Kesik özellikle son 2 yıldır deprem bölgesinde çekim yaparken yaşadığı zorlukları da şöyle aktardı:

“2 yıldır Antakya depremini takip ediyorum. Bu süreçte çok ciddi engellemelere maruz kaldık. Bir yerde çekim yaparken sürekli ‘çekim izniniz var mı?’ diye soruluyor. Taş ocağını çekerken taş ocağı sahibi jandarmayla gelip izin soruyor. Basın kartımız olmadığı için bir şey de gösteremiyoruz. İş tamamen ‘basın kartın var mı?’ meselesine kilitlenmiş durumda.”

Darp edilerek öldürülen gazeteci ve çevre aktivisti Hakan Tosun cinayetini hatırlatan Kesik, Tosun’un sahada çok ciddi baskılara maruz kaldığını vurgulayarak, “Hakan Tosun cinayetinin bu nedenle adli bir vaka olduğunu düşünmüyorum” dedi.

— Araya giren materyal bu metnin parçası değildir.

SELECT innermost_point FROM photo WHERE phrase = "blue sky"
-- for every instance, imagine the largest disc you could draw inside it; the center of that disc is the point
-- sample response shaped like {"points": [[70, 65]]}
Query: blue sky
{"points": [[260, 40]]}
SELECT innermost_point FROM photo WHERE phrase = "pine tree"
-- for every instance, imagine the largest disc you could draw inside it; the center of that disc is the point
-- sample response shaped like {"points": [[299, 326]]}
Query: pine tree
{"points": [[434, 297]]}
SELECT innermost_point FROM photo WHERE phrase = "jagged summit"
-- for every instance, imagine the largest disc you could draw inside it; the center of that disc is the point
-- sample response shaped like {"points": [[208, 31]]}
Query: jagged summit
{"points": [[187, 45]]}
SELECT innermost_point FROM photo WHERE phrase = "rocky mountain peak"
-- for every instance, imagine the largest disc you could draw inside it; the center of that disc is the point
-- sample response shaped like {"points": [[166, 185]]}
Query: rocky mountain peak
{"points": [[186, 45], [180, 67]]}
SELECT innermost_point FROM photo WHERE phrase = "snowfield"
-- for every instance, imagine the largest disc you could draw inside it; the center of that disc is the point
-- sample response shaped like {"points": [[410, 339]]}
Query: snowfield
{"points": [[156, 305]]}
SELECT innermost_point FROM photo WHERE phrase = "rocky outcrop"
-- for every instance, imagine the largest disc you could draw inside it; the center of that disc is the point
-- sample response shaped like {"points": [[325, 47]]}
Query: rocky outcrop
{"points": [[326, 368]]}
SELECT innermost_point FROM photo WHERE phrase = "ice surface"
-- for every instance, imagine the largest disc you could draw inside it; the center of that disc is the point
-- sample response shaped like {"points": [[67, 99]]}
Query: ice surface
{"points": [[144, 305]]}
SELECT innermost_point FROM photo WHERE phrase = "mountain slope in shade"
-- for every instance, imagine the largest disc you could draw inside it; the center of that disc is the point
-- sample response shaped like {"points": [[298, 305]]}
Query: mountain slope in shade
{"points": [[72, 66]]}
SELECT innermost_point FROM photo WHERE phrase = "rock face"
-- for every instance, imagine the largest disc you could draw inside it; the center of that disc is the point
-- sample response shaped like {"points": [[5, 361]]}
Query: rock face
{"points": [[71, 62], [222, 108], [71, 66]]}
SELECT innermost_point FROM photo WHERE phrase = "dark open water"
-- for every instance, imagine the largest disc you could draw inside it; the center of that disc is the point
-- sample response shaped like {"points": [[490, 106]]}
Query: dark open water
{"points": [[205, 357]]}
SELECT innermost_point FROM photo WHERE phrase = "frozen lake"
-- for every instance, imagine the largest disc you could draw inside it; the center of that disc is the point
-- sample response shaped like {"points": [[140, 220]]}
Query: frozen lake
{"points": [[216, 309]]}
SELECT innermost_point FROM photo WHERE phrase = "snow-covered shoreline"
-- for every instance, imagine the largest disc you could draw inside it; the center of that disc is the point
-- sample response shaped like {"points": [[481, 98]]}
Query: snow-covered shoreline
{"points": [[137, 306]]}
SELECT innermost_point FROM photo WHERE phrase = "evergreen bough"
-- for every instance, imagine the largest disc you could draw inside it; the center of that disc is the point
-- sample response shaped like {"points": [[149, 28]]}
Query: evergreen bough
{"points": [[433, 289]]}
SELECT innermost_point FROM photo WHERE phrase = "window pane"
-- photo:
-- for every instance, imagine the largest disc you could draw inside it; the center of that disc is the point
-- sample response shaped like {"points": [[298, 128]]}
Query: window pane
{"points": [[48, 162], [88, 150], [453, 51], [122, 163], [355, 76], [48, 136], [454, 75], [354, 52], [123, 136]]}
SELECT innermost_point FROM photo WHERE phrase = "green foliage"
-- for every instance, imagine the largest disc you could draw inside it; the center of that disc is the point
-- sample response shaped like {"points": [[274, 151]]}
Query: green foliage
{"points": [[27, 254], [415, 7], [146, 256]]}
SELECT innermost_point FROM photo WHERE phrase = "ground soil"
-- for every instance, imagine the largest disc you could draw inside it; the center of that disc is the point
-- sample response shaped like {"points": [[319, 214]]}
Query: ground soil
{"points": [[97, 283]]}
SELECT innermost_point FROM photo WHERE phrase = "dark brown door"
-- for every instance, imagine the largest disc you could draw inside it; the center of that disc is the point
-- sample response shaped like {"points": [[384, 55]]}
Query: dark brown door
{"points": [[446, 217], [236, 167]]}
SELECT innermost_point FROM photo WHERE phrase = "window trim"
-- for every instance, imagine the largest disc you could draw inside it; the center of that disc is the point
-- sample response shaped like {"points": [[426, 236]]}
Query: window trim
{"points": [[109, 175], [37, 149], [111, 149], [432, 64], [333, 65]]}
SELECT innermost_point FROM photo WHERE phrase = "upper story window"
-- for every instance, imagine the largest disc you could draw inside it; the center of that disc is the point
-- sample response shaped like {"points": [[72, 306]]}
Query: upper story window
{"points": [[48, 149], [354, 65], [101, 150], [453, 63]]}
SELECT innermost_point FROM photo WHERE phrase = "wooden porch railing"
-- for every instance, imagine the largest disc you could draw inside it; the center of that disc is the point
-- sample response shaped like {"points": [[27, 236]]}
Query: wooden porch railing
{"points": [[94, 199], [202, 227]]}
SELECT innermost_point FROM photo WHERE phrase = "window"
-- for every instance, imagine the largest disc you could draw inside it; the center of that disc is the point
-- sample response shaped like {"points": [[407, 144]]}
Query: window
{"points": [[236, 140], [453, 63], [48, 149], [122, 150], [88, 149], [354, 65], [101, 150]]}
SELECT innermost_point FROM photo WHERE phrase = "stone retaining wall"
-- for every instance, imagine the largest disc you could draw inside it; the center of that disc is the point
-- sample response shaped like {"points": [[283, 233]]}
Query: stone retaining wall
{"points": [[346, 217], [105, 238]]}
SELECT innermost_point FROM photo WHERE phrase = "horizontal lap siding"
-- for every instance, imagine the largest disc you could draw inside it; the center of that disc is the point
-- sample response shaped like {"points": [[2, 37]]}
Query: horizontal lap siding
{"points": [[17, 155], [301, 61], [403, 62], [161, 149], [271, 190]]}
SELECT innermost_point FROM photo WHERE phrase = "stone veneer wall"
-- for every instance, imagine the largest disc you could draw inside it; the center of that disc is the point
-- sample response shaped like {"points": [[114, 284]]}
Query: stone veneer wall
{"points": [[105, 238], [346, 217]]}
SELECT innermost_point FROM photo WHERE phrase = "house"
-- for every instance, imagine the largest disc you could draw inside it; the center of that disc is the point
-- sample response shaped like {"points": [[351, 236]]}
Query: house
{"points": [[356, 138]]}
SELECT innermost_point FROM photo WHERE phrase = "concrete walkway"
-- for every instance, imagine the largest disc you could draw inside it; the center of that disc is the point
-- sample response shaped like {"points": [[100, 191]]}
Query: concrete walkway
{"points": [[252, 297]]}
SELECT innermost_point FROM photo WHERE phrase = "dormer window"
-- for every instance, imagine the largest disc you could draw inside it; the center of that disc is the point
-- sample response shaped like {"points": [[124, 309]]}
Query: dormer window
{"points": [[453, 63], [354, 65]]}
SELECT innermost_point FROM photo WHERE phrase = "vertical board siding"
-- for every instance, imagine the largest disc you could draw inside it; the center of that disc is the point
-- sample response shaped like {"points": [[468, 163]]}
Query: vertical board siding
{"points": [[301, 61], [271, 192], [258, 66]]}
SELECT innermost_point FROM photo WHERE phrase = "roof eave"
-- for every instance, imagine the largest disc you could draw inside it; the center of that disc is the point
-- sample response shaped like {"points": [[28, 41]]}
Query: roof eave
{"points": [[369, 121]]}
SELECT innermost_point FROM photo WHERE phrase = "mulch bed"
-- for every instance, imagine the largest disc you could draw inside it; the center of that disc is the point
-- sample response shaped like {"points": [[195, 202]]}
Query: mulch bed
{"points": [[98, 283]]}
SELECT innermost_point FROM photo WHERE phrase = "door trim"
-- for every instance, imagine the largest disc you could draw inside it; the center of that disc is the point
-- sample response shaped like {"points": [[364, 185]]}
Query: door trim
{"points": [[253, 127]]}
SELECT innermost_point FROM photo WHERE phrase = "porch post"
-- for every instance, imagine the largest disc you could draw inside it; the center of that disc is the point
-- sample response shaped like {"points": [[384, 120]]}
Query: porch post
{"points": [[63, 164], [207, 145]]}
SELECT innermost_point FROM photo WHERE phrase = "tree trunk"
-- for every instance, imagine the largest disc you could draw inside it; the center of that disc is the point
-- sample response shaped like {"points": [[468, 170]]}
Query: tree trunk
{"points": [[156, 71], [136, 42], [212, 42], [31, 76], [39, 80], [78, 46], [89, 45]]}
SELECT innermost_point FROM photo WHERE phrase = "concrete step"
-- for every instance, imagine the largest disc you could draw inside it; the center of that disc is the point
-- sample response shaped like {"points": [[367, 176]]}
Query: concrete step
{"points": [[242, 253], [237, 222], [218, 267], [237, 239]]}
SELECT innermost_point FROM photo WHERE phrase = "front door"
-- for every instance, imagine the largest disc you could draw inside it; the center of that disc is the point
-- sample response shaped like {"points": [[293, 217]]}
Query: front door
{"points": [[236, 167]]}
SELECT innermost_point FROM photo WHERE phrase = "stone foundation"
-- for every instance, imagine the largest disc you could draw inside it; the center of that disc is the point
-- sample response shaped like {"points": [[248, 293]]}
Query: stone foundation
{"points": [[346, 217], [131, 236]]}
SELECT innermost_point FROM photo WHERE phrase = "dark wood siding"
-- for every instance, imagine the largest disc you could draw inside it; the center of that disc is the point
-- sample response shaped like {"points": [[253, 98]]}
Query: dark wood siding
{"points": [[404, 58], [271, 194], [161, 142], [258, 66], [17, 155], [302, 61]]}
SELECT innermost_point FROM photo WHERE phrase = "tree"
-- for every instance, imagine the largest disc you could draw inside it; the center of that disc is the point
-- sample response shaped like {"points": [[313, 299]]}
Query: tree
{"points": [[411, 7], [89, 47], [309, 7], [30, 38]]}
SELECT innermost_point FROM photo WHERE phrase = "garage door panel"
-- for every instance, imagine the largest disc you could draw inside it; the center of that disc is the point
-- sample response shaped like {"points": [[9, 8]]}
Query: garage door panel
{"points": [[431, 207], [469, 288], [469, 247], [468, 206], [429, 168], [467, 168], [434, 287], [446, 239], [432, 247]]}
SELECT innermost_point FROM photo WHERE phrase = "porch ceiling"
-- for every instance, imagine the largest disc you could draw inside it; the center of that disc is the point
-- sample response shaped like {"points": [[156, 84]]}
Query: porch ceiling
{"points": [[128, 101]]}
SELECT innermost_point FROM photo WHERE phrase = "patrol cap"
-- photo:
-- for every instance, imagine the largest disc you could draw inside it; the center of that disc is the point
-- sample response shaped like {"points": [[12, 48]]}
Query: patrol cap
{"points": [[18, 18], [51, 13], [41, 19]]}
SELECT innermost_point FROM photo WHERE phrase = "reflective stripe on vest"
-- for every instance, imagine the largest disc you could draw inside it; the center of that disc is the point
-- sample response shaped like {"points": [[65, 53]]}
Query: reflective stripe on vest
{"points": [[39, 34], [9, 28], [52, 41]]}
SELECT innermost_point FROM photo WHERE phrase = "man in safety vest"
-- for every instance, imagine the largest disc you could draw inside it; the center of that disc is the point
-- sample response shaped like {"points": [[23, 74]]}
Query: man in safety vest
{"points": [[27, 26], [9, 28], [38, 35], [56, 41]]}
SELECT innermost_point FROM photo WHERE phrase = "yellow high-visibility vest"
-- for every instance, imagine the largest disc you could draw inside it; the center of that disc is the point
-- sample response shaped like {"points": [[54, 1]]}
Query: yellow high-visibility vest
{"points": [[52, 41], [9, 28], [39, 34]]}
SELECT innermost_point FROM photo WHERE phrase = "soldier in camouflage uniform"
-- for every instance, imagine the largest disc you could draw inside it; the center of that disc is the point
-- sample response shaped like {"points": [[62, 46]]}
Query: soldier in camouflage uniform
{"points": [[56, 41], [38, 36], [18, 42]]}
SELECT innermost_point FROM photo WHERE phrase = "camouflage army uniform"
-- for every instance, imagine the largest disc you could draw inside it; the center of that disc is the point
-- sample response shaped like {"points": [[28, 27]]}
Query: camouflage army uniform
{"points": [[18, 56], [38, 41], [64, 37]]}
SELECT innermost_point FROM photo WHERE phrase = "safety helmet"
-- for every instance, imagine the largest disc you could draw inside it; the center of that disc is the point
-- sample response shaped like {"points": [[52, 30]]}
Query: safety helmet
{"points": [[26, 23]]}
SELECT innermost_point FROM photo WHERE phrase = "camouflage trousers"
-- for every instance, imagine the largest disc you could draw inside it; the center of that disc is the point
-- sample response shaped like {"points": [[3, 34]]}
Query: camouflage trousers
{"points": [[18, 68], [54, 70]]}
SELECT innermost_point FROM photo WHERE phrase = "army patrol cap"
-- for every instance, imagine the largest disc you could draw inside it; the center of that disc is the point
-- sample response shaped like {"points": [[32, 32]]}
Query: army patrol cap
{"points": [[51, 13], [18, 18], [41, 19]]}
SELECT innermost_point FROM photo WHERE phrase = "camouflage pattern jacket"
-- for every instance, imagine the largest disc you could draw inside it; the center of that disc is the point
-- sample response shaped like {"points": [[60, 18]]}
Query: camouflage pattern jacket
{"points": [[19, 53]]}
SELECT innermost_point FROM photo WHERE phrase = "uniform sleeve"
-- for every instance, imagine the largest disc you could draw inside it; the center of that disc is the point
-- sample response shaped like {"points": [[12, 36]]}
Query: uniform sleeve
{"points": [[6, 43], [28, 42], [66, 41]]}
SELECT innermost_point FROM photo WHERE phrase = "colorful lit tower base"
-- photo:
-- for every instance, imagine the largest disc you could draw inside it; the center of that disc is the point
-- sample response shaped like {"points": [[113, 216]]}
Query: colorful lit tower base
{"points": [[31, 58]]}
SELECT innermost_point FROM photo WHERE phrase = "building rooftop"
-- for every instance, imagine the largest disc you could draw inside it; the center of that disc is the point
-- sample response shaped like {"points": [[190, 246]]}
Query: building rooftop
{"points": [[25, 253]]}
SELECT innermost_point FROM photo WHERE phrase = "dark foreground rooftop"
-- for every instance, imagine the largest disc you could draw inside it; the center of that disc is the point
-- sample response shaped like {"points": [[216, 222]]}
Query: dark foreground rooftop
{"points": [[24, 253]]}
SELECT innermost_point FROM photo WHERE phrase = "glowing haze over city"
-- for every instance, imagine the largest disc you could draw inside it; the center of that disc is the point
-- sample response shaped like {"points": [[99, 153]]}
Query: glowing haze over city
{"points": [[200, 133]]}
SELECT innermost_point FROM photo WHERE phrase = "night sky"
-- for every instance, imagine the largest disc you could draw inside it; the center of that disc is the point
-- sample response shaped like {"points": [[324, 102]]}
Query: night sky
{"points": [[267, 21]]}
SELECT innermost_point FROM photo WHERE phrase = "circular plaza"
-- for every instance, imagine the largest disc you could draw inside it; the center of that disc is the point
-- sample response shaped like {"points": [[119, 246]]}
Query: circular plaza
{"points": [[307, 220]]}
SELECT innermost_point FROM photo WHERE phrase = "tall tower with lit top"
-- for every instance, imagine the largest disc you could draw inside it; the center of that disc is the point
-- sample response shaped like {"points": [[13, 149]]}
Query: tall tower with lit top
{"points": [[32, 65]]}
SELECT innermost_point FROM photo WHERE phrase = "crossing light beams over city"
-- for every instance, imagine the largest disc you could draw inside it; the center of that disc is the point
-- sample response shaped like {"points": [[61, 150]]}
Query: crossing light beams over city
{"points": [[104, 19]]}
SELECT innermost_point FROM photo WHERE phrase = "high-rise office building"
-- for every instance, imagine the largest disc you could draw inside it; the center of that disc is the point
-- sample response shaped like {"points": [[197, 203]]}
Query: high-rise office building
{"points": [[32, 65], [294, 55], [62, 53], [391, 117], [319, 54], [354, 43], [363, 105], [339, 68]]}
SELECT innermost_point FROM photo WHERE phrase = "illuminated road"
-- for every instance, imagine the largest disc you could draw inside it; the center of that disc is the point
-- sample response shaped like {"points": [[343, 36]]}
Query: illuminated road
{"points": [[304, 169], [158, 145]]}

Deprem bölgesinde çekim yapan gazeteci Kazım Kızıl’ın da fiziksel saldırıya uğradığını belirten Kesik, sahada “belgeleme” işi yapan herkesin karşı karşıya kaldığı somut riskleri tüm kamuoyunun üzerine düşünmesi gereken bir gerçeklik olarak hatırlatarak sözlerini noktaladı.